Sei es das glutenfreie Müsli zum Frühstück, der Tofu-Burger beim Mittagstisch oder der Cappuccino mit Soja-Milchschaum am Nachmittag: Immer mehr Menschen achten auf eine ausgewogene Ernährung. Sei greifen aus gesundheitlichen, moralischen oder aber auch ökologischen Gründen zu nachhaltig erzeugten Produkten. Dieser Trend schlägt sich längst in den Verkaufszahlen nieder. 2017 knackte der Umsatz mit Bio-Lebensmitteln in Deutschland die Marke von zehn Milliarden Euro. Innerhalb von fünf Jahren ist das Segment damit um mehr als 40 Prozent gewachsen (siehe Seite 3 "Auf einen Blick").

Dieser Trend ist kein deutsches Phänomen. Karel Zoete, Analyst bei Kepler Cheuvreux, taxiert den globalen Bio-Markt auf 90 Milliarden US-Dollar. Er hält es für möglich, dass sich das Geschäft innerhalb des kommenden Jahrzehnts verdoppelt. Derweil würde das Geschäft mit konventionell erzeugter Nahrung nur noch ein begrenztes Volumenwachstum verzeichnen. "Bio-Lebensmittel boomen und werden damit zu einem Segment, welches die führenden Anbieter nicht länger ignorieren können", stellt Zoete fest.

Milch der anderen Art



In der Tat sind Europas führende Nahrungsmittelkonzerne dabei, die Bio-Welt für sich zu entdecken. Neben der Suche nach neuen Wachstumsfeldern spielt dabei das eigene Image eine Rolle. An der Spitze der Bewegung steht Danone. Laut Kepler Cheuvreux entfallen acht Prozent der Umsätze beim französischen Molkereikonzern auf Bioprodukte. Einen Sprung nach vorn machte Danone 2017 mit der milliardenschweren Übernahme von Whitewave. Das US-Unternehmen produziert unter anderem Milchersatzprodukte auf Soja-, Mandel- oder Reisbasis und ist in Deutschland mit den Marken Alpro und Provamel aktiv.

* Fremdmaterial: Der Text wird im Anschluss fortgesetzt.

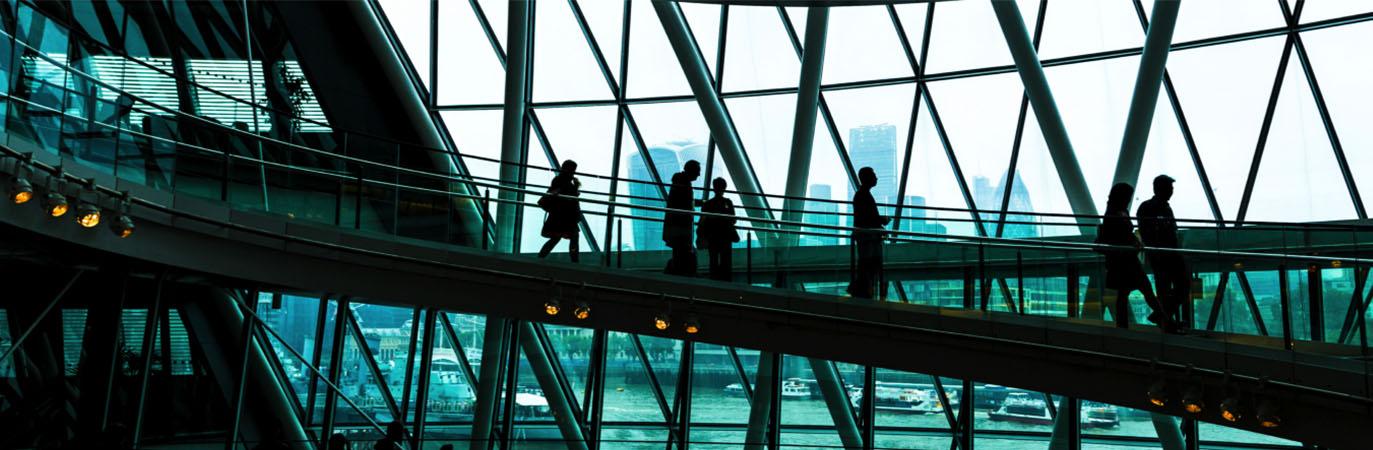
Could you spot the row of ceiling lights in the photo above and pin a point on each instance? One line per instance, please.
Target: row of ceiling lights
(55, 202)
(662, 321)
(1233, 408)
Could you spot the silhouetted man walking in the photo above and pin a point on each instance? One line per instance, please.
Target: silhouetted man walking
(718, 233)
(1158, 228)
(867, 236)
(677, 225)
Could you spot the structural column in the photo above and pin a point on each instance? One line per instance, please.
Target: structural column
(488, 387)
(711, 107)
(1046, 111)
(512, 126)
(1152, 63)
(808, 100)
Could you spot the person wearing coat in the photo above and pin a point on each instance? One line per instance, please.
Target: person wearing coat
(718, 233)
(564, 211)
(677, 225)
(1125, 273)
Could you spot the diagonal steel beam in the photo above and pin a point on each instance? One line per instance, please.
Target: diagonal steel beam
(1321, 107)
(713, 109)
(1184, 128)
(1152, 63)
(514, 140)
(1046, 111)
(803, 128)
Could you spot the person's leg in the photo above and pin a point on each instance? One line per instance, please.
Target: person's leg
(1122, 309)
(571, 246)
(725, 262)
(548, 247)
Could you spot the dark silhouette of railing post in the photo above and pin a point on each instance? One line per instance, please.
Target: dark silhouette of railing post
(486, 217)
(748, 258)
(1285, 302)
(1020, 284)
(1074, 290)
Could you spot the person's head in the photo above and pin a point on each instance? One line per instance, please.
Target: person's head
(338, 442)
(867, 177)
(396, 431)
(1119, 198)
(1163, 187)
(692, 169)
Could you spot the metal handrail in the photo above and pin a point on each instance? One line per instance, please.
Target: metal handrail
(989, 211)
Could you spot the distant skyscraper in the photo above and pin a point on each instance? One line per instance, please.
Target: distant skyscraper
(821, 213)
(875, 146)
(667, 159)
(989, 206)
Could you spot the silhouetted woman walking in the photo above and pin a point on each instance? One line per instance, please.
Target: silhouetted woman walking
(564, 210)
(1125, 273)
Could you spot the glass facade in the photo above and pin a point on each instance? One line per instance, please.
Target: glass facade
(924, 93)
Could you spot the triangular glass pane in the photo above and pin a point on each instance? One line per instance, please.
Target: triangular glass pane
(758, 52)
(802, 405)
(1094, 102)
(898, 394)
(1167, 154)
(862, 44)
(931, 183)
(387, 331)
(703, 21)
(1340, 65)
(629, 395)
(1299, 177)
(360, 386)
(652, 63)
(1200, 19)
(294, 321)
(1088, 26)
(1224, 92)
(607, 24)
(573, 347)
(585, 135)
(497, 14)
(965, 36)
(478, 139)
(411, 21)
(765, 126)
(451, 394)
(913, 22)
(979, 114)
(1038, 187)
(468, 69)
(533, 218)
(797, 15)
(1329, 10)
(564, 67)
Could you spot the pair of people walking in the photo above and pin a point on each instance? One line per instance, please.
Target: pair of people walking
(716, 232)
(1125, 272)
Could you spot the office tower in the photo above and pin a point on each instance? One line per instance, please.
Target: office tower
(989, 206)
(875, 146)
(821, 213)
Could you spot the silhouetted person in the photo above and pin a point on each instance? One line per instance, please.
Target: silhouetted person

An der Börse ist Danone zuletzt aus dem Tritt geraten. Zu schaffen machte der Aktie insbesondere der Geschäftseinbruch in Marokko. Nach einem Boykottaufruf durch Aktivisten büßte die lokale Tochter die Hälfte ihres Anteils am dortigen Markt für Frischmilch ein. Konzernchef Emmanuel Faber reiste eigens nach Afrika, um das Problem anzupacken. Er möchte das Vertrauen der Verbraucher zurückgewinnen und neue Verträge mit den Bauern abschließen. Dazu ist Faber bereit, Milch in Marokko zu den Produktionskosten zu verkaufen. Zwar wird dieses Thema in der Halbjahresbilanz der Franzosen Spuren hinterlassen. Gleichwohl sollte Danone am 27. Juli weitere Zuwächse bei Umsatz und Ergebnis melden.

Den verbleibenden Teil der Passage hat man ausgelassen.